Cross-Sectional Patterns of Mortgage Debt during the Housing Boom: Evidence and Implications
The reallocation of mortgage debt to low-income or marginally qualified borrowers plays a central role in many explanations of the early 2000s housing boom. This paper analyzes the mortgage boom with particular attention to how the debt was allocated with respect to income.
This is a substantially revised version of the original paper posted November 2016.
Key Findings
- There was no reallocation of mortgage debt toward low-income individuals during the housing boom. Low-income borrowing did grow rapidly during the boom, with much of this debt packaged into the subprime mortgage-backed securities that caused serious problems during the 2008 financial crisis. Yet borrowing by high-income individuals rose at similar rates, so the distribution of debt with respect to income remained stable over time. The same is true of the distribution of real estate assets.

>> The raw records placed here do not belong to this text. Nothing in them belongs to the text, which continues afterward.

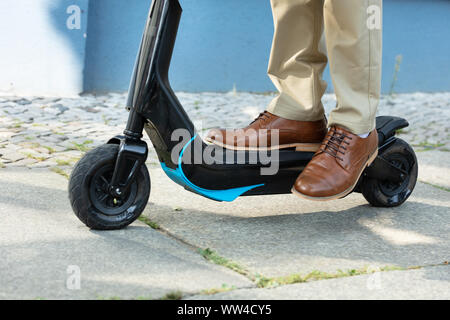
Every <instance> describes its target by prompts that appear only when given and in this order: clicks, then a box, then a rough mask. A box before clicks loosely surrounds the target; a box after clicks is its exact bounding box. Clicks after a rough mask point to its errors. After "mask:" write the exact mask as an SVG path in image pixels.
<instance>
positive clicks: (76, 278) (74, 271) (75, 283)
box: [66, 265, 81, 290]
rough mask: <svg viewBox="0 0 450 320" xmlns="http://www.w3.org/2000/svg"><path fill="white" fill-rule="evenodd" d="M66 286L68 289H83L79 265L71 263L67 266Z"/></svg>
mask: <svg viewBox="0 0 450 320" xmlns="http://www.w3.org/2000/svg"><path fill="white" fill-rule="evenodd" d="M66 272H67V280H66V288H67V289H68V290H80V289H81V269H80V267H79V266H76V265H70V266H68V267H67V270H66Z"/></svg>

- Because high-income borrowers tend to have more mortgage debt than do low-income borrowers, the equal percentage increases in debt across the income distribution meant that in dollar terms, most of the new mortgage debt went to the wealthy.
- Confusion in the academic literature has resulted from the common practice of using incomplete data on gross mortgage flows to infer changes in stocks of debt. For example, Mian and Sufi (2009) use data from the Home Mortgage Disclosure Act (HMDA) to argue that the allocation of mortgage credit changed fundamentally during the housing boom, in ways that channeled credit disproportionately to marginal or low-income borrowers. Yet HMDA data do not cover terminations, so they cannot reveal whether these newly originated mortgages reflect only higher transactional volumes in low-income areas or a true expansion of mortgage credit to more households. The authors of this paper, by combining flow and stock data to completely characterize the mortgage markets in question, find that it was higher transactional churn rather than a reallocation of mortgage credit that lay behind the original HMDA results. The finding that there was no relative credit expansion to low-income areas builds on Adelino, Schoar and Severino (2016), who use HMDA data to show that average amounts of mortgages grew by similar percentages in high- and low-income areas.
Exhibits
Implications
The broad-based increases in both mortgage debt and real estate assets have important implications for theories of the housing boom. A successful model of the boom must explain the stable cross-sectional distributions for debt and real estate assets, at the same time that the model explains the sharp increase in house prices. A theoretical section in this paper shows that to be consistent with the data, any explanation of the boom needs two elements: (1) an exogenous shock that increases expected house price growth or, alternatively, reduces interest rates and (2) financial markets that endogenously relax borrowing constraints in response to the shock. The data therefore imply that the large increase in subprime lending during the boom was not an exogenous shock driving house prices higher, but rather an endogenous response on the part of lenders to higher house prices. Lenders were happy to lend to low-income borrowers using subprime mortgages, because rising house values meant that these mortgages would be secured by rising value in the mortgages’ underlying collateral. In extending these subprime loans, lenders kept the distributions of mortgage debt and assets from tilting toward the rich.
Abstract
In this paper, we use two comprehensive microdata sets to study how the distribution of mortgage debt evolved during the 2000s housing boom. We show that the allocation of mortgage debt across the income distribution remained stable, as did the allocation of real estate assets. Any theory of the boom must replicate these facts, and a general equilibrium model shows that doing so requires two elements: (1) an exogenous shock that increases expected house price growth or, alternatively, reduces interest rates and (2) financial markets that endogenously relax borrowing constraints in response to the shock. Empirically, the endogenous relaxation of constraints was largely accomplished with subprime lending, which allowed the mortgage debt of low-income households to increase at the same rate as that of high-income households.